# [Wet Thumb Forum]-Critters in siphoned water



## MissTinaSparkle (Jan 22, 2006)

Hi, I just siphoned my 1.5g all plant/cherry shrimp (and of course pond snail) bowl. I had vaccumed really deep in one spot and when i looked in the container I was siphoning into, I noticed movement. Expecting just another pond snail, I instead noticed a few hair-like 3-7mm long white/translucent type critters. They seem to be able to stretch out and reach toward pieces of mulm.

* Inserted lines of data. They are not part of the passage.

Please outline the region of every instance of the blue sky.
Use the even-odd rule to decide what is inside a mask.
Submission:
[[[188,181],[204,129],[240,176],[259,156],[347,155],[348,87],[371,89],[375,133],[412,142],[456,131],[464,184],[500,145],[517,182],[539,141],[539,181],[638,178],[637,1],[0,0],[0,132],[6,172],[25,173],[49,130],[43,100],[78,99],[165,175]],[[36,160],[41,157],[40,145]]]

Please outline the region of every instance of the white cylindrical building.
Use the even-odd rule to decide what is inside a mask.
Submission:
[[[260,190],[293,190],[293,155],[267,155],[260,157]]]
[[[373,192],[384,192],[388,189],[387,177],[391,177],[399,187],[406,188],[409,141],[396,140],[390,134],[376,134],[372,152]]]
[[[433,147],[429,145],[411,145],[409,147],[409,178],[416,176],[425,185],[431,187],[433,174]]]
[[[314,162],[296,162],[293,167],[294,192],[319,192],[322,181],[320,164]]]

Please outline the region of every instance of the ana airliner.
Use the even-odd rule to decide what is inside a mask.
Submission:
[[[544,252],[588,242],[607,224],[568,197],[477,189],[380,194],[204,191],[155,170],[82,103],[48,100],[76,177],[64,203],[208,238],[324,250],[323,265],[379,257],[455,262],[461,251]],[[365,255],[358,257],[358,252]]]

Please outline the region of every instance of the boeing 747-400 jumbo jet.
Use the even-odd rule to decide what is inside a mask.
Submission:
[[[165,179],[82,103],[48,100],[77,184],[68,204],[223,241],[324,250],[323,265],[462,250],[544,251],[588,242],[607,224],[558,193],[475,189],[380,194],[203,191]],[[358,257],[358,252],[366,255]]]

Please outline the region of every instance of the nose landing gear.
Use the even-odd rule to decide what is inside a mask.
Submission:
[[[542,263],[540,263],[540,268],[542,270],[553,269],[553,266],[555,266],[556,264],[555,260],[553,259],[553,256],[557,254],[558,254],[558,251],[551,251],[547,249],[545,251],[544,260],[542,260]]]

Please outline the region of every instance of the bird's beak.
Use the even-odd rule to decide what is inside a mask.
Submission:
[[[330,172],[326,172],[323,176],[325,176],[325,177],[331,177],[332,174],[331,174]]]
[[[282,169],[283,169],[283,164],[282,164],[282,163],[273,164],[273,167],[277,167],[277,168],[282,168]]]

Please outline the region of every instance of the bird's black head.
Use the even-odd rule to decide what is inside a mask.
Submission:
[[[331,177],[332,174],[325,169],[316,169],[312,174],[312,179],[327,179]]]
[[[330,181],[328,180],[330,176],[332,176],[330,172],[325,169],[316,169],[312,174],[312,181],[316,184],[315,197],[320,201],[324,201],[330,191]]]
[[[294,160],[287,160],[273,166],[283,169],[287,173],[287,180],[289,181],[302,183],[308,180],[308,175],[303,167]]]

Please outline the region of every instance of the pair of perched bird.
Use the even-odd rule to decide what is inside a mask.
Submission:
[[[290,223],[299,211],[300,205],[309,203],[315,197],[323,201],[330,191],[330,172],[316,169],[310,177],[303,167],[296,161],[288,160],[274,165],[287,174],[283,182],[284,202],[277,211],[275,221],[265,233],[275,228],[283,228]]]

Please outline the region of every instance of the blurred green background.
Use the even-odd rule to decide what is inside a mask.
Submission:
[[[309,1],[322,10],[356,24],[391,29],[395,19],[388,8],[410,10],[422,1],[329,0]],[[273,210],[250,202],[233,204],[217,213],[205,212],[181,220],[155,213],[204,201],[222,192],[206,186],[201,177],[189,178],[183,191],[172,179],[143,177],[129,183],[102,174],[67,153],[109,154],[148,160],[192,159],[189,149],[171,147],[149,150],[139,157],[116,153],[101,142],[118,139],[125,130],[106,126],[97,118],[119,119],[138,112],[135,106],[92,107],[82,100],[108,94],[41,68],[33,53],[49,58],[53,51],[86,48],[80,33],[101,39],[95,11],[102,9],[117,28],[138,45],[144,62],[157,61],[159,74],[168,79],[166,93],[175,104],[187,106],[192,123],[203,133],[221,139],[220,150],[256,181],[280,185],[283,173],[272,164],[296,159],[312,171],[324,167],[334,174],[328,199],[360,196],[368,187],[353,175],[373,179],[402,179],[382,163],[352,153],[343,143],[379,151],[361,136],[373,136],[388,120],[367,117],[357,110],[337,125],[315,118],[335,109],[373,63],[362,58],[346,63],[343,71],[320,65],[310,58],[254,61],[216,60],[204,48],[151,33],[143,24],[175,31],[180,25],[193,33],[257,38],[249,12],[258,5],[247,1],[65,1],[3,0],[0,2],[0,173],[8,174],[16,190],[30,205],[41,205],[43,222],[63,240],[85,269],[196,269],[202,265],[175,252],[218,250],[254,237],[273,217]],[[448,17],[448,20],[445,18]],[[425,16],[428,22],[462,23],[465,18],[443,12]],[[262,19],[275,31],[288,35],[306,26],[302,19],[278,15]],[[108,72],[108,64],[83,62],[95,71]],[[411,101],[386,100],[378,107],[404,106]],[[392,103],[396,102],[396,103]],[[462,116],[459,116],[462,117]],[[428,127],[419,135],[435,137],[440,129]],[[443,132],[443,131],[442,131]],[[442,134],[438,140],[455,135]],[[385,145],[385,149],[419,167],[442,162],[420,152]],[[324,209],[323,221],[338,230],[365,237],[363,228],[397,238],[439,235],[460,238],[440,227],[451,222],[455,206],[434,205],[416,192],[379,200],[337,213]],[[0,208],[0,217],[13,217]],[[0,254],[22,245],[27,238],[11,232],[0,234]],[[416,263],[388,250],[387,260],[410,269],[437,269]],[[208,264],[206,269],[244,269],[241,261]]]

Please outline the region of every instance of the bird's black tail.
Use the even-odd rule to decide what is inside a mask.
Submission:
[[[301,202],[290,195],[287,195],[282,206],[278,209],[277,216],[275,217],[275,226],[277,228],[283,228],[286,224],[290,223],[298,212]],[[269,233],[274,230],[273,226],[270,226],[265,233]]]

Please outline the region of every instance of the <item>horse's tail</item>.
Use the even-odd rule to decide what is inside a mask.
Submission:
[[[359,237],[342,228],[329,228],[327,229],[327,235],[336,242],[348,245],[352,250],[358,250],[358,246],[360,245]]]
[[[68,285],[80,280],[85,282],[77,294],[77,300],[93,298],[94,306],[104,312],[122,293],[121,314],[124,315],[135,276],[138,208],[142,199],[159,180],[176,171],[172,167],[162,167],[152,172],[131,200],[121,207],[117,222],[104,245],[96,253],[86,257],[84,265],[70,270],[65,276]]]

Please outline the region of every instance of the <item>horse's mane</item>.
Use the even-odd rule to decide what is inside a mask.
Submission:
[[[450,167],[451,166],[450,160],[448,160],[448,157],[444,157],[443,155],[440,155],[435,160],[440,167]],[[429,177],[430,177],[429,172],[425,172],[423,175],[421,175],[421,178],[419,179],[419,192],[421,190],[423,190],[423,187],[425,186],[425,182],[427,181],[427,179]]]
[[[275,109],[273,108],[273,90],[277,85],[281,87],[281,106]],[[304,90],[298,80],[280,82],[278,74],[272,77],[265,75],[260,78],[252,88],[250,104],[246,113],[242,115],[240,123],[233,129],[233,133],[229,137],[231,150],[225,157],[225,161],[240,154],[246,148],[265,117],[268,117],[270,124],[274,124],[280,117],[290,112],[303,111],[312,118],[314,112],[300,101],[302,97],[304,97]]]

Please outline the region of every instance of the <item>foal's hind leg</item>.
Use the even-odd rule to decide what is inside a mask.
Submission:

Does anyone know what this is? Is it a pest? Should I be worried?


----------



## sk8r_turned_aquarist (Mar 21, 2004)

Hey,
Sorry nobody got to your post until now. Have you observed them on glass? What you're describing sounds very much like flatworms or nematodes. I would say that it's not a problem at all, so unless you have animals dieing (misspelled?) it should be no problem. I once cultured flatworms to feed baby guppies above fry length, but not quite adult. So see if you can get some of those "creatures" on a piece of glass, then compare them to pictures you can find on google images if you do a search for "freshwater flatworms" or "nematodes."

Hope this helps,
Brendan

THIS seems the most likely, just scroll all the way to the bottom, and it explains all about it.


----------



## MissTinaSparkle (Jan 22, 2006)

Y'know what, I think you nailed it. That looks and souns just like what I had found. Thanks so much!


----------